Viel wichtiger war der Sonntag davor: Nach meinem geteilten neunten Rang in Helsinki waren wir bis um sechs Uhr am Montagmorgen feiern und saßen um acht Uhr im Flugzeug Richtung Dänemark. Dort war der Kopf frei und ich konnte mich voll auf die folgende Woche konzentrieren. Mit Erfolg! Als der Sieg in Dänemark unter Dach und Fach war, hatte ich etwas Zeit, im Clubhaus zu mir zu kommen und alles zu verarbeiten. Die Emotionen, gerade gewonnen zu haben, waren unglaublich und ich übertreibe nicht, wenn ich behaupte, dass ich noch nie so ein überwältigendes Gefühl gespürt habe. Danach gingen wir feiern und Dominic Foos war so nett, mich am Montag im Auto mit nach Schweden zum nächsten Turnier zu nehmen.

Von Monday-Qualifiern zum Führenden der Saisonwertung: Kam dieser Erfolg für dich über Nacht oder war das ein Prozess?

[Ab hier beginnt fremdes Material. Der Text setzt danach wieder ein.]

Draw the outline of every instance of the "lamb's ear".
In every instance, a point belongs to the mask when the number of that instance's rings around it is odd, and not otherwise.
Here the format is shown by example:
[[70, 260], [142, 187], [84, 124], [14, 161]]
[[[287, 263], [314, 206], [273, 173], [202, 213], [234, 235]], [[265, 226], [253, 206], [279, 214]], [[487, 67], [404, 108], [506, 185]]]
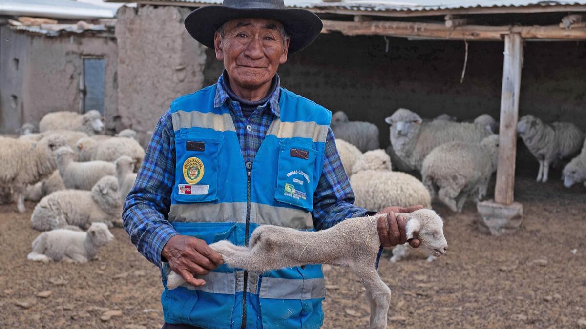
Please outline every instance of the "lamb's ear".
[[417, 218], [412, 218], [407, 222], [407, 239], [410, 240], [419, 237], [419, 231], [421, 229], [421, 223]]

Das war der größte Prozess, den ich in meinem bisherigen Leben durchlaufen habe. Ich hatte letzten Sommer zwei Einladungen auf die DP World Tour. Als es danach wieder auf die Challenge Tour nach Tschechien ging, fühlte ich mich körperlich nicht gut und ich hatte Rückenprobleme. Eigentlich hätte ich in dieser Woche nicht gespielt, doch ich habe mich vor dem Turnier mit Holger, meinem Mentaltrainer, darüber unterhalten und wir beschlossen, ein wenig Speed rauszunehmen und jeden Schlag nach Gefühl zu spielen. Ich wurde dann völlig unverhofft Vierter. Also haben wir um dieses Gefühl herum, wie locker ich sein kann und was ich auf dem Golfplatz ausstrahlen möchte, gearbeitet und sind die kommenden Wochen auf diese Art angegangen. Mir ist klar geworden, dass ich ganz einfach Freddy sein und mich auf dem Golfplatz so präsentieren möchte, wie ich mich fühle.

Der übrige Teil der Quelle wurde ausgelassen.